Critical Mass

“It was our money,” she cried. “Papa was taking our money and giving it to Kitty and her drug-addict daughter. And then the daughter found the passbook. She actually came down to the Greenwood Avenue house when Mama was still alive! It was terrible—she was drunk or on drugs. Mama called the police, she called me, it was such a shock, the first she knew about Papa stealing money out of her own children’s mouths. And Julius, he was still living at home, and he was almost forty by then! He asked if Mama thought it was worth murdering Kitty’s daughter. He sat and laughed and said he could do it for a fee.”

 

 

Herta’s face turned alarmingly red. I squeezed my eyes shut, knowing I shouldn’t blurt out the first thoughts in my own mind: How could you keep pretending after seeing the bank account that Kitty wasn’t your sister? And what happened to all that Nobel Prize money?

 

“When was that?” I asked instead. “When Judy was thirteen and already precocious enough to guess something was up with her mother and your father?”

 

“Not then, a few years later. Judy found the bank book and tried to get money from the bank. I don’t know how she found out that Papa had put money into the account—I wouldn’t put it past Kitty to tell her she should come down here and ask us for it. Judy came three times, I think it was: that first time, when Mama was still alive, and then when she saw the news about Mama’s death! She showed up at the funeral, oh my God, that was terrible!”

 

“Then Martin came, what a month ago? And you thought he was going to pick up where Judy left off.”

 

“He kept asking about Martina,” Herta whispered. “What did I know about her work? He was implying that Papa stole work from her! I knew then he wanted me to say the Nobel Prize should have been Martina’s! He was going to demand that we give the prize money to him.”

 

“Is that what he said, or what you were scared he would say?”

 

“I told him the police would be coming if he said one more word!

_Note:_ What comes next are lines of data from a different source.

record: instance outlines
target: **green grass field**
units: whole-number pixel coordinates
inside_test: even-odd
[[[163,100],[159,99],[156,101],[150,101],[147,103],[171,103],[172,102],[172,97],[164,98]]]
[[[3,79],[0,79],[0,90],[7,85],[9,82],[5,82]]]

The idea that Papa would steal, let alone that the ideas of a sewing woman’s daughter were worth stealing!”

 

This time I couldn’t stop myself blurting out, “What, the fact that Martina’s mother sewed for a living meant Martina wasn’t capable of creative thought? If your father’s ideas were as embalmed as your own, I imagine he did have to steal from his students.”

 

Not surprisingly, that ended our conversation. I tried to regroup, but Herta picked up the phone to call the doorman. I left before he came up to escort me out.

 

 

 

 

 

25

 

 

HIGH SHERIFF AND POLICE, RIDING AFTER ME

 

OVER AT MY OFFICE, I tried to piece together what Herta Dzornen had said with what I knew about Martin’s disappearance. When he went to Palfry, he found the bank book, which made Martin visit Herta and Julius Dzornen. Herta said Julius once offered to kill Judy Binder. Had that been a tasteless joke, or was that how Julius afforded the birdseed for all those feeders? Anyway, Judy was still alive, so if Julius was a hitman, he was singularly ineffectual.

 

I slammed my pen against the desktop in frustration. It was high time I started paying attention to my other clients. I jotted my notes from Herta into the Martin Binder case file and closed the folder.

 

True, it was Sunday, but equally true, I was days behind on my work. Around one-thirty, when I broke for lunch, I remembered that I’d sent an e-mail to the Cheviot labs, telling them I’d be bringing the drawers and the paper in. I left a message on my account manager’s voice mail to say the job was off.

 

I stopped a little before six, feeling incredibly virtuous with the amount of work I’d cleared. The most important report, for Darraugh Graham, was done and e-mailed. Most of the others were close to finished. I’d be able to send out invoices on Monday and end September in the black—if I didn’t count the six-figure legal bill I was paying down.

 

One of my friends plays on a tag football team on the South Side. On an impulse, before going over to the park, I drove to Julius Dzornen’s coach house. A couple of kids were playing on the swing set, arguing in shrill voices. They stopped to watch me bang on the coach house door: I was a novelty, a visitor to the sullen recluse who lived behind them.

 

Julius again took his time answering, but finally opened the door. He was wearing baggy khakis and an old T-shirt, but no shoes or socks. “Herta told me you’d been over there bugging her about the Binder woman’s money. If you think you can get any out of me, you have the power to squeeze blood from a rock.”

 

I leaned against the jamb so that he wouldn’t be able to slam the door on me. “Nope. I’m not here about the money. Herta spent all Judy’s money on her kids’ orthodonture and I know you don’t have any. Herta told me you offered to kill Judy because she’d upset your mom so badly. Is that what happened fifty years ago? You killed someone but the detectives never arrested you?”